Hen nodded. "That's just it."
Mammi shook her head in disgust. "Brandon wanted an Amish girl back when - stole you right out from under our noses."
"Please don't dislike him, Mammi."
"Well, it ain't that, really."
Hen followed her into the kitchen. "What is it, then?"
"What he stands for."
Sin, the flesh, and the devil. Hen knew already ... she'd heard it preached repeatedly when they were dating.
"And now here you are, back again." Mammi tested the griddle with several drops of water from her fingers. They spit and sputtered on the heat, so she reached for her favorite wooden cup and dipped it into the batter.
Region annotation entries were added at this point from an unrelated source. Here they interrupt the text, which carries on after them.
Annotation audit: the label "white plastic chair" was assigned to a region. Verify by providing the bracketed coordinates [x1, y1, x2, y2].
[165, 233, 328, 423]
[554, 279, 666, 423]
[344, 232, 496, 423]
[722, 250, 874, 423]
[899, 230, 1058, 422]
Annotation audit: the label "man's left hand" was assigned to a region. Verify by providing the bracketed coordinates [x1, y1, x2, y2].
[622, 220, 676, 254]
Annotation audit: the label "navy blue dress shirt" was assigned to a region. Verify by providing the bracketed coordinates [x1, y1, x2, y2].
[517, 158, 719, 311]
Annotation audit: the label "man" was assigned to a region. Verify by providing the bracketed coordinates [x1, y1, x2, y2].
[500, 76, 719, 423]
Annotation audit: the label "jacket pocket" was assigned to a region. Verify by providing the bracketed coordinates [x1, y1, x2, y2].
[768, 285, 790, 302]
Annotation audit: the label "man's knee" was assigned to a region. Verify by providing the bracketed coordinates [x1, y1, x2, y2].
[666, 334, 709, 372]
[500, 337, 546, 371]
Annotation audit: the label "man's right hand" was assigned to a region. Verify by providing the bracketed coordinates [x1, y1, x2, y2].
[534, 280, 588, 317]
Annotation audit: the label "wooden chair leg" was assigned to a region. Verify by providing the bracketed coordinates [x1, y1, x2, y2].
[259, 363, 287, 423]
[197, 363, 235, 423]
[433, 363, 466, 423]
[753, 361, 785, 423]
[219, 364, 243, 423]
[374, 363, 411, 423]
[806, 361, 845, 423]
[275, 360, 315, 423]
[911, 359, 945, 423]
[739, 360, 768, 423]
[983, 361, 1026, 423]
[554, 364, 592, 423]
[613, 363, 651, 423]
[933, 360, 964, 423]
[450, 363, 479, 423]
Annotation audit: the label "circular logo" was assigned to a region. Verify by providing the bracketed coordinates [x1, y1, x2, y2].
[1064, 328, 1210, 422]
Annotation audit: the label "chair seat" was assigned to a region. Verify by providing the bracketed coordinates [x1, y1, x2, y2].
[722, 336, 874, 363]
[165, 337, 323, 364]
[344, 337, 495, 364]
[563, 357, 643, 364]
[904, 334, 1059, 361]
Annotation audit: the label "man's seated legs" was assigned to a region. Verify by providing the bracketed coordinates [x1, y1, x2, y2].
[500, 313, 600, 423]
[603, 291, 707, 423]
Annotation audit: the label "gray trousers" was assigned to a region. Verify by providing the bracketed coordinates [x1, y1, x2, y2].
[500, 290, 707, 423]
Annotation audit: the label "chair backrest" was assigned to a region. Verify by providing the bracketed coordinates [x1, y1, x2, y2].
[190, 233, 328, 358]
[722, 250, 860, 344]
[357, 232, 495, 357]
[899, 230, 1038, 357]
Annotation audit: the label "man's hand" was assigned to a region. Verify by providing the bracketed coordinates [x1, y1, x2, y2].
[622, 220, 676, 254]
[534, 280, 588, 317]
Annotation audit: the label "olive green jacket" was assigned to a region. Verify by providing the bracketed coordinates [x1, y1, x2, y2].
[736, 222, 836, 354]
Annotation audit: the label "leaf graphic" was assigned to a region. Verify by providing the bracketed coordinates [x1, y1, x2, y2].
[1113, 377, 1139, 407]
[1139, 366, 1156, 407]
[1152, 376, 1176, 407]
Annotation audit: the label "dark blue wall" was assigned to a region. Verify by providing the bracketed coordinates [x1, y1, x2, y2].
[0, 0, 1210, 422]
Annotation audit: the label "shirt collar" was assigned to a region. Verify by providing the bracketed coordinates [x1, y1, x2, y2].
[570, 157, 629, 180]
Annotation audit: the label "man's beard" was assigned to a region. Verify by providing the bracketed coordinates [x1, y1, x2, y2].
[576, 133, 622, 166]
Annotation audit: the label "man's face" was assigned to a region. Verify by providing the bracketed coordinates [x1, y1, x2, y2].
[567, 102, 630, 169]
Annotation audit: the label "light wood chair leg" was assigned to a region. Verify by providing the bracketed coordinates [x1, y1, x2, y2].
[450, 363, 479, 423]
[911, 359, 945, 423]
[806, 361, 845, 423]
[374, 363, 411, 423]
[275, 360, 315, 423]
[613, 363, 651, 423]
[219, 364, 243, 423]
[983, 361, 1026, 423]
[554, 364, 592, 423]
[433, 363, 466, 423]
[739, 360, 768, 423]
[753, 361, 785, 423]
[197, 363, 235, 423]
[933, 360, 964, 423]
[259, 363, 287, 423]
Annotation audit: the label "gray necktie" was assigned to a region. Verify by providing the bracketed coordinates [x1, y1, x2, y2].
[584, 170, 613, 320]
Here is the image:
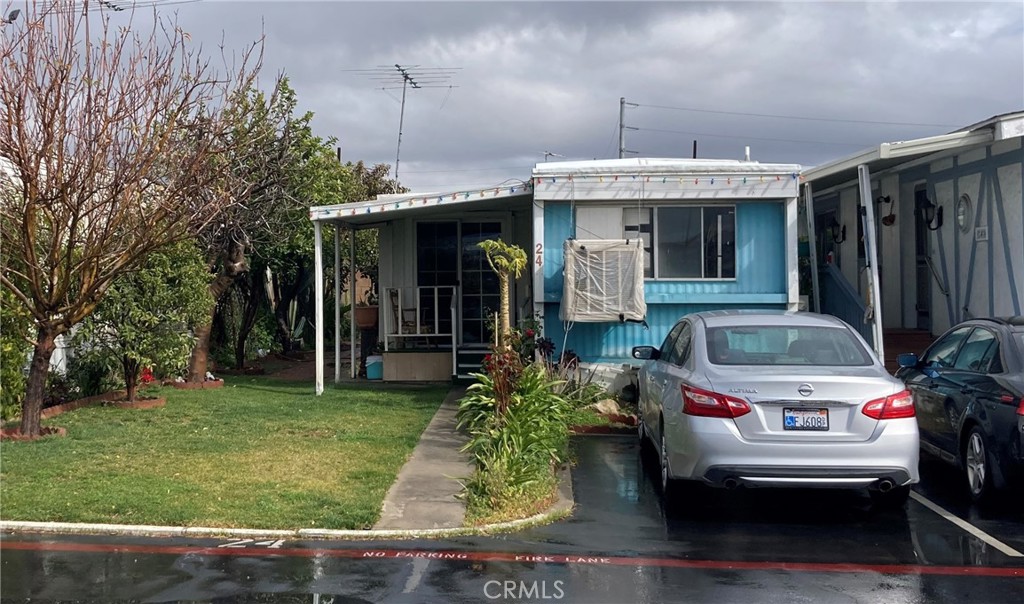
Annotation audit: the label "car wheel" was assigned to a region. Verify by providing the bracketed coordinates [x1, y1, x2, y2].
[964, 426, 994, 503]
[871, 484, 910, 510]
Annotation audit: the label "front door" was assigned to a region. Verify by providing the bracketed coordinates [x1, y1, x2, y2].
[460, 220, 502, 346]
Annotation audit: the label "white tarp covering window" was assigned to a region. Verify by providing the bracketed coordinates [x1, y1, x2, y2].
[559, 239, 647, 322]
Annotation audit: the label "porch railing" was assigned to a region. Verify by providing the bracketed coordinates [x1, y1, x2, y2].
[818, 264, 874, 347]
[383, 286, 459, 357]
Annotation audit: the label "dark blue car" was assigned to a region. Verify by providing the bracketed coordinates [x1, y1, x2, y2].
[896, 316, 1024, 503]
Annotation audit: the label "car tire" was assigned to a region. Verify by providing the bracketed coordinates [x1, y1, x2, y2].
[871, 484, 910, 510]
[962, 426, 995, 504]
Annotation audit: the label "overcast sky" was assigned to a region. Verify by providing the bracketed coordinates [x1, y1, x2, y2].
[112, 0, 1024, 190]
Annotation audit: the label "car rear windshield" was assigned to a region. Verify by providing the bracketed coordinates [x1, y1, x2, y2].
[707, 326, 873, 366]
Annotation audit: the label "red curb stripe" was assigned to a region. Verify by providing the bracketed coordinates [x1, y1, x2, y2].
[0, 542, 1024, 577]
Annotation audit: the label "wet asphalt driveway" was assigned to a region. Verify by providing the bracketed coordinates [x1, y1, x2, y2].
[0, 436, 1024, 604]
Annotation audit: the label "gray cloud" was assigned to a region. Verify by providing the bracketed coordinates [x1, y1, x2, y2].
[112, 0, 1024, 189]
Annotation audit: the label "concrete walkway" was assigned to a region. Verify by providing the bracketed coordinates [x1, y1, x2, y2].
[374, 387, 473, 530]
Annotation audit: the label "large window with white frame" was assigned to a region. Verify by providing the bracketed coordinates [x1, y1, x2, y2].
[623, 206, 736, 279]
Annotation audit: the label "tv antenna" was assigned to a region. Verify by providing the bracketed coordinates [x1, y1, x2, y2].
[344, 63, 462, 180]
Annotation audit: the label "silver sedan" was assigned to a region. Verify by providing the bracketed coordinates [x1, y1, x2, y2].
[633, 310, 920, 506]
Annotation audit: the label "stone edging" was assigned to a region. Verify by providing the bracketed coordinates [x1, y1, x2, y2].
[0, 468, 574, 540]
[0, 390, 167, 440]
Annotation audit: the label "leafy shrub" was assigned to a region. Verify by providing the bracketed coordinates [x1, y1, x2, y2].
[459, 362, 571, 515]
[68, 346, 124, 396]
[43, 371, 82, 408]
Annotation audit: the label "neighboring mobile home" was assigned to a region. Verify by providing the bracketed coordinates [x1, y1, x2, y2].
[803, 112, 1024, 357]
[310, 159, 800, 391]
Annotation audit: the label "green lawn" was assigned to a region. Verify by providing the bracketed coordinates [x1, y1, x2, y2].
[0, 377, 446, 529]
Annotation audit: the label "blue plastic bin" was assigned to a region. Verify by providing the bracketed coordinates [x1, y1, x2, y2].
[367, 354, 384, 380]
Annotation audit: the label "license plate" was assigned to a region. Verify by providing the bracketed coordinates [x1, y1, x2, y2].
[782, 408, 828, 431]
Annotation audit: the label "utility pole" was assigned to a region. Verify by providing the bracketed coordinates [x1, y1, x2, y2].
[618, 96, 640, 160]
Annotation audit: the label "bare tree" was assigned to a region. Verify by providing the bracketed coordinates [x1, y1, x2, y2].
[0, 0, 262, 436]
[188, 75, 312, 382]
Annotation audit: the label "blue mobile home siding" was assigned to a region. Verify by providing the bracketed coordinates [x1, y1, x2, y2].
[544, 202, 795, 362]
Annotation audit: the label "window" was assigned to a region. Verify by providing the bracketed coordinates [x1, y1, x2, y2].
[665, 322, 693, 366]
[707, 326, 873, 366]
[953, 329, 999, 373]
[623, 208, 654, 278]
[925, 327, 971, 368]
[659, 322, 683, 359]
[623, 206, 736, 278]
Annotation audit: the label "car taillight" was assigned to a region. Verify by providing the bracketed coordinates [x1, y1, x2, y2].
[861, 390, 916, 420]
[683, 384, 751, 418]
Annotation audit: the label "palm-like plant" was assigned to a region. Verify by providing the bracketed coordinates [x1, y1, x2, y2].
[477, 240, 526, 351]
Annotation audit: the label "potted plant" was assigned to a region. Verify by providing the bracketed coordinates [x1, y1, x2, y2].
[352, 285, 378, 330]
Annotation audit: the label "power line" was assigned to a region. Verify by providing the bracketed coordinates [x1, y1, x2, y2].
[637, 103, 958, 128]
[637, 128, 871, 147]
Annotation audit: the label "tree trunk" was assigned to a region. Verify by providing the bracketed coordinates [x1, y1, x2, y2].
[22, 327, 57, 436]
[121, 356, 138, 402]
[188, 272, 234, 384]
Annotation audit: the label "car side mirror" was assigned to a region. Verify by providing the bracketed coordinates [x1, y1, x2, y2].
[633, 346, 662, 360]
[896, 352, 919, 368]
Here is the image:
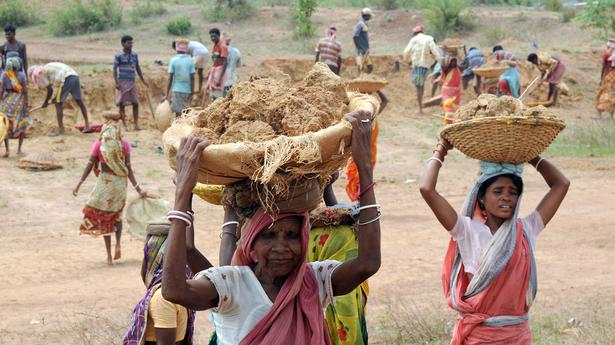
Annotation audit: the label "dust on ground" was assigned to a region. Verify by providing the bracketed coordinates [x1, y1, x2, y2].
[0, 8, 615, 345]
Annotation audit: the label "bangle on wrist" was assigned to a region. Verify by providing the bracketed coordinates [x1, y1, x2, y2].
[534, 157, 545, 170]
[427, 156, 444, 166]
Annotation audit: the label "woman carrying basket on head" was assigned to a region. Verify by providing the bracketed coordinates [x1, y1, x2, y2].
[0, 57, 32, 157]
[73, 113, 147, 265]
[420, 141, 570, 345]
[162, 111, 380, 345]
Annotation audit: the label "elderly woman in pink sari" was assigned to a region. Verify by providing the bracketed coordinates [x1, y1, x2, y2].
[162, 111, 380, 345]
[420, 141, 570, 345]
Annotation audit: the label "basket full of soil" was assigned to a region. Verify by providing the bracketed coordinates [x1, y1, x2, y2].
[472, 62, 509, 79]
[440, 94, 566, 164]
[163, 63, 379, 211]
[347, 74, 387, 93]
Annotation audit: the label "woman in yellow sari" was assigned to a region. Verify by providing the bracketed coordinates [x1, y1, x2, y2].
[73, 113, 147, 265]
[0, 57, 32, 157]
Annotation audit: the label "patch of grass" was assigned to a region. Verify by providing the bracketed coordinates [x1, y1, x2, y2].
[546, 115, 615, 157]
[128, 0, 167, 24]
[543, 0, 563, 12]
[48, 0, 122, 36]
[562, 6, 577, 23]
[380, 301, 615, 345]
[204, 1, 256, 22]
[513, 12, 529, 23]
[0, 1, 36, 27]
[381, 302, 455, 345]
[167, 17, 192, 36]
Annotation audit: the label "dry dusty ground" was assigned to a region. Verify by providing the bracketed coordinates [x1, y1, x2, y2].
[0, 3, 615, 345]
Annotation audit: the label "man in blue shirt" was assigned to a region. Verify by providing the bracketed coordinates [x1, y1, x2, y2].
[222, 32, 241, 97]
[113, 35, 148, 131]
[352, 7, 374, 74]
[165, 39, 196, 117]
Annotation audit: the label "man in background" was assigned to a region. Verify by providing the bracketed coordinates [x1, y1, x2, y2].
[316, 26, 342, 75]
[352, 7, 374, 74]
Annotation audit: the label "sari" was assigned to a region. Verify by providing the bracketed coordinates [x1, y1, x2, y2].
[308, 207, 369, 345]
[231, 209, 331, 345]
[80, 121, 128, 237]
[442, 67, 461, 113]
[122, 224, 195, 345]
[596, 52, 615, 113]
[207, 66, 227, 98]
[346, 120, 379, 202]
[0, 68, 32, 139]
[442, 162, 537, 345]
[499, 67, 521, 98]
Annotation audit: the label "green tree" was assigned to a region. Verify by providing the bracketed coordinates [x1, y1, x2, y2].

"It's good of Dad to let us stay." She watched Mammi at the cookstove.
"You prob'ly guessed, but your mother's awful worried."
"Not surprising." So am I.
"And your father was over talking to the bishop again early this mornin'."
A shiver ran up her back. If only she could come clean with everyone she'd wronged or caused pain. Hen wanted to have the right attitude when she talked with the man of God ... wanted to make it known how very sorry she was, without abandoning the marriage vows she'd made to Brandon.
Not only was it a knotty problem, but as her husband had already said, it seemed quite impossible.
By the time Hen helped Rose Ann get situated at the table, with her leg propped on the wooden bench, their father had arrived in the kitchen for breakfast. Almost immediately, he motioned for Hen to join him on the summer porch. "Bishop wants to meet with you this mornin'," he said, his face drawn. "He's goin' to sit you down with him and Barbara - the three of yous."
Sit me down ...
"I'm willing," Hen said meekly.
His face turned even more somber. "He has some important things to say."
She cringed, wondering what would transpire. Then, scanning the breadth of the backyard, she asked, "Where's Mattie Sue right now?"
"She saw Nick out with the mules, so she ran over there a bit ago. That's the last I saw of her."
"Well, Dad - "
"Just leave her be. She needs to run free, to explore the place."
"But-"
"Ach, she's just fine."
Hen had struggled from the first hours of Mattie Sue's life with being overly protective. And now she couldn't seem to keep track of her. More than ever she needed to look after her daughter, because when it came down to it, Mattie Sue might be all she had left.